Liputan6.com, Jakarta - Sidang praperadilan yang diajukan Sekretaris Jenderal PDI Perjuangan Hasto Kristiyanto terhadap penetapannya sebagai tersangka kasus suap Harun Masiku memasuki babak baru. Tim kuasa hukum Hasto, yang dipimpin oleh Ronny Talapessy, menantang KPK untuk menghadirkan bukti baru yang lebih kuat dalam sidang.
"Kemarin disampaikan dari ahli bahwa tidak boleh menggunakan bukti lama, tidak boleh menggunakan sprindik (surat perintah penyidikan) lama," kata Ronny di Pengadilan Negeri Jakarta Selatan, Senin, (10/2/2025).
Advertisement
Baca Juga
Ronny menekankan bahwa dalam persidangan yang sudah inkrah, menghadirkan bukti baru menjadi suatu keharusan. Meskipun KPK telah memberikan bukti baru, tim kuasa hukum Hasto merasa ragu dengan validitasnya.
Advertisement
"Yang baru adalah keterangan dari Wahyu, tapi kami ragukan karena saksi tidak melihat dan mendengar secara langsung, tapi melewati orang lain," ujarnya, seperti dikutip dari Antara.

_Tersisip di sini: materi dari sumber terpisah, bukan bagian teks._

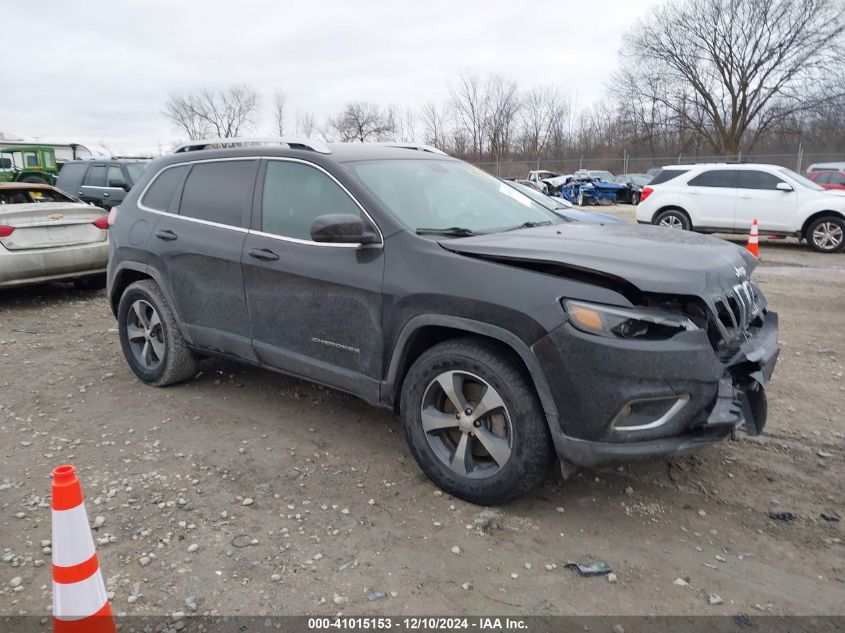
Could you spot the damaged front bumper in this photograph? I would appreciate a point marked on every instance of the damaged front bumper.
(635, 400)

Pihak Hasto optimis bahwa sidang praperadilan akan berpihak pada keadilan, mengingat bukti yang diajukan KPK masih diragukan keabsahannya.
KPK telah menghadirkan saksi ahli dan bukti tertulis dalam sidang yang berlangsung sejak Senin, (10/2/2025). Sidang kesimpulan dari kedua belah pihak telah disampaikan pada Rabu, (12/2/2025), dan putusan sidang praperadilan dijadwalkan pada Kamis (13/2/2025).
Sebelumnya, KPK menetapkan Hasto Kristiyanto sebagai tersangka pada 24 Desember 2024, bersama dengan advokat Donny Tri Istiqomah. Keduanya diduga terlibat dalam upaya melobi anggota KPU Wahyu Setiawan untuk meloloskan Harun Masiku sebagai calon anggota DPR RI terpilih.
"HK mengatur dan mengendalikan DTI untuk melobi anggota KPU Wahyu Setiawan agar dapat menetapkan Harun Masiku sebagai calon anggota DPR RI terpilih dari Dapil Sumatera Selatan (Sumsel) I," ungkap Ketua KPK Setyo Budiyanto.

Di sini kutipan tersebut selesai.